On the other hand, you’ll probably want to stay away if you want or need the guts of your system to be open to on-the-fly mutation or if your personal preference for things like DE/WM fall outside official support. And if you aren’t sure, you can always try it in a VM - GNOME Boxes even has Silverblue available as a featured image!

(It’s also worth noting that you can use Flatpaks and toolbox just fine in any old mutable Linux distribution - running an immutable distro isn’t necessary to reap the benefits of using containers in your workflow. rpm-ostree and ostree are the only exclusive “killer apps” here.)

Behind the Curve

Even with the issues currently present in Silverblue and other ostree-based distributions, after daily-driving it for a month or so I now firmly believe that immutable systems are the future of desktop Linux. While the traditional mutable model will probably never go away - and there’s no reason it should! - the reality is that immutability is borderline transparent to the average desktop user and offers benefits too great to ignore.

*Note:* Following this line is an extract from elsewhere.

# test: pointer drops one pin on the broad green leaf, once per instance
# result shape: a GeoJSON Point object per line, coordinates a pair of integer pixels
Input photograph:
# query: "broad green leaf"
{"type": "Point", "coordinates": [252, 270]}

I personally predict that upstream developers will gradually begin to prioritize supporting more reliable and debuggable ostree-based systems, much like how many app developers today have come to prioritize Flatpaking thanks to its ease in dependency management and cross-distro deployment. (I will readily admit that my view here may be skewed - perhaps KDE apps aren’t quite as fond of Flatpak as GNOME ones - but I think the general concept still stands.)

For those who may still be incredulous, I leave you with this: the immutable OS paradigm is already all around us, and you probably don’t even realize it. Android and ChromeOS have been image-based for years. macOS has been immutable since Catalina, and I think iOS will soon follow. One could even argue that this is nothing truly new, but instead just a turbocharged analog to storing your OS on an EPROM chip.

Considering that, I’d say desktop Linux is actually behind the curve when it comes to the current direction of consumer operating systems. I, for one, am glad to see it catching up.